Prabowo targets 800 underperforming SOEs for closure


Jakarta (ANTARA) – Indonesian President Prabowo Subianto has announced plans to dissolve up to 800 underperforming state-owned enterprises (SOEs) in a sweeping efficiency drive to curb massive state losses and eliminate corruption.

Speaking on Tuesday during the closing ceremony of a Nahdlatul Ulama conference in Bangkalan, East Java, Prabowo admitted his surprise at discovering that Southeast Asia’s largest economy operates more than 1,000 state-run business entities.

“Our end goal is to dissolve 800 state companies, more or less. Well, we will aim for a minimum of 700 entities,” Prabowo said in an address livestreamed by the Presidential Secretariat.

The president defended the aggressive restructuring, framing it as a vital strategy to reduce excessive spending on public sector management and personnel.

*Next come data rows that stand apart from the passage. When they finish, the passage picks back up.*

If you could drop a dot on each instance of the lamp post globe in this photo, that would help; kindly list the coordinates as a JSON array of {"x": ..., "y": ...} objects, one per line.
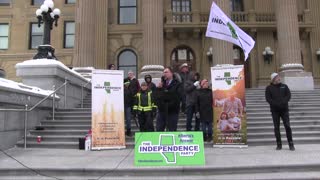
[{"x": 47, "y": 16}]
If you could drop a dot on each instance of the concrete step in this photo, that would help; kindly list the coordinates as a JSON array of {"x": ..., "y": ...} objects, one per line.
[
  {"x": 296, "y": 109},
  {"x": 50, "y": 145},
  {"x": 267, "y": 117},
  {"x": 293, "y": 127},
  {"x": 74, "y": 109},
  {"x": 253, "y": 124},
  {"x": 296, "y": 134},
  {"x": 272, "y": 141},
  {"x": 66, "y": 127},
  {"x": 292, "y": 113},
  {"x": 59, "y": 132},
  {"x": 66, "y": 122}
]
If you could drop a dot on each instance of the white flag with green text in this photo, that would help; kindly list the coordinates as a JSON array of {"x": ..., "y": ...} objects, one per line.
[{"x": 221, "y": 27}]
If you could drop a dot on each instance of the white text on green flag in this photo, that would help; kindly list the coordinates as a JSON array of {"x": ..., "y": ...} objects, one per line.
[{"x": 221, "y": 27}]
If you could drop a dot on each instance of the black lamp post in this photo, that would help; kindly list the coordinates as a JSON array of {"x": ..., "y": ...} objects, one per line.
[
  {"x": 318, "y": 54},
  {"x": 47, "y": 15},
  {"x": 267, "y": 54}
]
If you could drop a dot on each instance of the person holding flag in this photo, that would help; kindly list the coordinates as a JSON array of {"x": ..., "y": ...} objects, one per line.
[{"x": 221, "y": 27}]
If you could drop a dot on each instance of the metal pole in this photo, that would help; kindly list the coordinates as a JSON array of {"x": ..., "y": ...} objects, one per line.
[
  {"x": 65, "y": 94},
  {"x": 81, "y": 95},
  {"x": 53, "y": 101},
  {"x": 25, "y": 126}
]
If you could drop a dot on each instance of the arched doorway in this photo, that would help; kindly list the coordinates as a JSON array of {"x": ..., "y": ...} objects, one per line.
[
  {"x": 182, "y": 54},
  {"x": 127, "y": 60}
]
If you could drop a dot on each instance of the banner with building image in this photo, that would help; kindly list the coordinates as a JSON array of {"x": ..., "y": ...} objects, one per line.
[
  {"x": 107, "y": 110},
  {"x": 229, "y": 120}
]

By shutting down hundreds of unprofitable firms, he argued, the government will save trillions of rupiah previously allocated to fund the salaries, benefits, and bonuses of a vast network of directors and commissioners.

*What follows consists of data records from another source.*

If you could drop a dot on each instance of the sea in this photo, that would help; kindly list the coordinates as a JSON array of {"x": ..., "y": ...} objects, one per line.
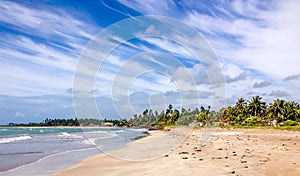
[{"x": 45, "y": 150}]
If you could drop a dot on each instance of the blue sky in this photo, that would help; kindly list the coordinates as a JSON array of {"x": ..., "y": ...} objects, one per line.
[{"x": 256, "y": 43}]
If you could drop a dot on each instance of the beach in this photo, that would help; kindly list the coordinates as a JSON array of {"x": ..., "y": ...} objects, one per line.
[{"x": 182, "y": 151}]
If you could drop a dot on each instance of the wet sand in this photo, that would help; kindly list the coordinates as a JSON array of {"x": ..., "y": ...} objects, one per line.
[{"x": 183, "y": 152}]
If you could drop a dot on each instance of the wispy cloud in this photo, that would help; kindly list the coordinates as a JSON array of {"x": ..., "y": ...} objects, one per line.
[{"x": 40, "y": 51}]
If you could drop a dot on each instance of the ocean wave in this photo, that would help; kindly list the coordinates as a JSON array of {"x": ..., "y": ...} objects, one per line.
[
  {"x": 68, "y": 135},
  {"x": 12, "y": 139}
]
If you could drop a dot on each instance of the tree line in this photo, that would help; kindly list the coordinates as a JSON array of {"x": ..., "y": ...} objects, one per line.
[{"x": 243, "y": 113}]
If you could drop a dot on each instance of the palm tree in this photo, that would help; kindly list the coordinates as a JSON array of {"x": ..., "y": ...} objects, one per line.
[
  {"x": 277, "y": 107},
  {"x": 289, "y": 111},
  {"x": 256, "y": 106},
  {"x": 241, "y": 106}
]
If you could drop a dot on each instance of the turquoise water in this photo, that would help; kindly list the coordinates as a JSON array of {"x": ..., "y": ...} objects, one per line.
[{"x": 24, "y": 151}]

According to Prabowo, the government has already liquidated approximately 240 state businesses that were consistently bleeding money.

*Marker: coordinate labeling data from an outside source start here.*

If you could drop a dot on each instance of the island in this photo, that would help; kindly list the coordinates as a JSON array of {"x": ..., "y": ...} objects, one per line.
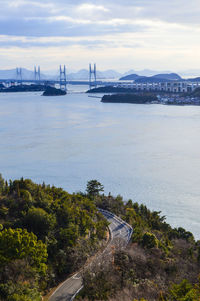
[
  {"x": 48, "y": 235},
  {"x": 51, "y": 91},
  {"x": 23, "y": 88},
  {"x": 111, "y": 89},
  {"x": 131, "y": 98}
]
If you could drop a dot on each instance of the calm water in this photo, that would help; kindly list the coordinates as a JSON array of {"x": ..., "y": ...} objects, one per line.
[{"x": 149, "y": 153}]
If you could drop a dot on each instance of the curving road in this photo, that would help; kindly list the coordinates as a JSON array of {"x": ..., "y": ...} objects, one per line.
[{"x": 120, "y": 231}]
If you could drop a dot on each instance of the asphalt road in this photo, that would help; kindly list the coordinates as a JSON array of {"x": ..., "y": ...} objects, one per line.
[{"x": 120, "y": 231}]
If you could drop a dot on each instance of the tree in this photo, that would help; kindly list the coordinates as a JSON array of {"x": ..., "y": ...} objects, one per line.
[
  {"x": 94, "y": 188},
  {"x": 39, "y": 222},
  {"x": 149, "y": 241},
  {"x": 20, "y": 244},
  {"x": 2, "y": 183}
]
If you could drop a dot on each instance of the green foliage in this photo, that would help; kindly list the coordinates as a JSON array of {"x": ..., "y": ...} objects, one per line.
[
  {"x": 184, "y": 291},
  {"x": 94, "y": 188},
  {"x": 19, "y": 292},
  {"x": 149, "y": 241},
  {"x": 39, "y": 222},
  {"x": 19, "y": 244}
]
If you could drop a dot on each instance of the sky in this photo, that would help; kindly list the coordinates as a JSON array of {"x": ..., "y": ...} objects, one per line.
[{"x": 115, "y": 34}]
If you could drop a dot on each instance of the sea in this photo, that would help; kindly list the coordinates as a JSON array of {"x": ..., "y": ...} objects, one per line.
[{"x": 147, "y": 153}]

He noted that these structural cuts have already eased financial pressures on Indonesia’s national budget.

“We have already shut down around 240 businesses because none of them gained profits; they kept recording losses,” Prabowo said, emphasizing that these entities were ultimately “owned by the people.”

He further alleged that some directors had intentionally utilized the convoluted corporate structures of certain SOEs to “conceal their corruption.”

The aggressive corporate downsizing follows a massive institutional overhaul of Indonesia’s public sector.

Parliament recently approved the dissolution of the formal Ministry of State-Owned Enterprises.

Its operational responsibilities over state assets have been transferred to Danantara, Indonesia’s multi-billion dollar sovereign wealth fund, while regulatory functions shifted to the newly established SOE Regulatory Agency (BP BUMN).

BP BUMN has outlined an explicit target to consolidate and downsize the country’s state firms and their subsidiaries from 1,100 down to just 257.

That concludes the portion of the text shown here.